Tenenbaum knows this music inside-out. Her performance shows a fresh thinking-through of every movement. You may not agree with what she comes up with in each case, but, if you know these works at all, you'll find yourself comparing her interpretations in detail with other violinists'. I compared her to Buswell (with Valenti, harpsichord) and Ritchie (with Wright, harpsichord). Buswell plays the sonatas as close to dances as possible, and I admit my sympathy with this approach, just as I prefer Italianate, as opposed to Germanic, performances of the cantatas. Ritchie, dean of Baroque fiddle technique, takes a relatively sober approach, unfortunately, not really what the music needs. To me, Bach's music tends to heaviness as one of its traps. It's not all that much of a stretch to give a sober, lugubrious performance not that Ritchie's performance plods. In fact, it's a very lyrical reading, full of chiaroscuro. However, I want more pep, more kicking up of the heels.
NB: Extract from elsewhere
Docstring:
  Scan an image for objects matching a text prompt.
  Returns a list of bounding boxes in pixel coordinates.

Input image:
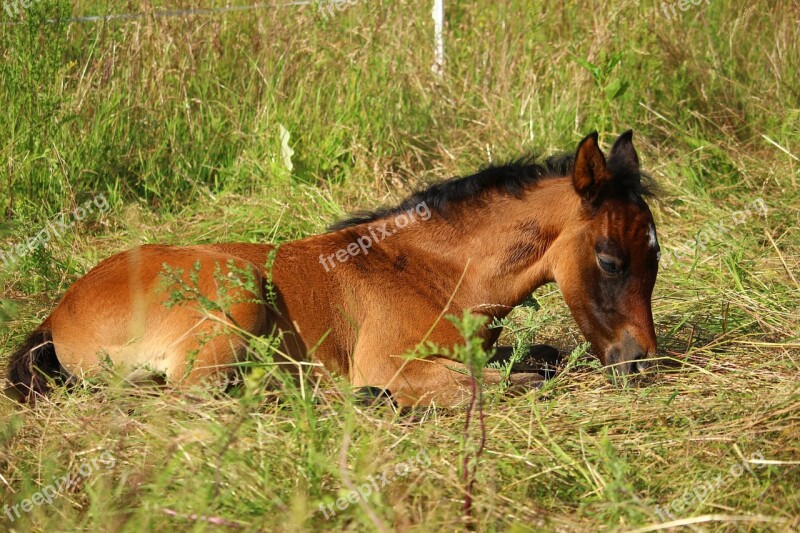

Tenenbaum has vim and vigor to burn. The quick movements suit her, and she eagerly leaps into a phrase as if she can't wait to get to the next. Listeners will, I suspect, find her slow, singing movements more controversial, however. She sings, but not necessarily sweetly. An uneasy current of nervous intensity marks her adagios and largos. There is a slowing down, but neither respite nor repose. Her playing in that regard reminds me a bit of the cellist Maisky both Byronic and, to some extent, extreme (Tenenbaum less than Maisky), in the sense of the phrase "extreme sports." These performances galvanize so, I found it hard to listen to more than two sonatas at a time. If one gulps down Buswell's readings like popovers or contemplates Arcadian visions with Ritchie, the listener hangs on for dear life in Tenenbaum's whirls (listen to the final "Presto" in the fourth sonata) and hold's one's breath waiting for Grendel to leap out and eat somebody in the slow movements. It's only a slight overstatement.

I happen to like these accounts very much. They are the products of an individual, mature, and strong musical mind, an antidote to the aesthetically safe and correct we get all too often. If I prefer her minor-key sonatas to her major-keys, it's because I think the temperament she reveals through her playing more serious than light-hearted. Nevertheless, it's a strong set, highlighted, for me, by the last three sonatas.

The performers seemed a bit too forward in the sound image. Sometimes, as in the third movement of the Sonata #6, for solo keyboard, I felt as if my head lay practically inside the instrument, but that's my only carp. Most of the time, the sound is fine.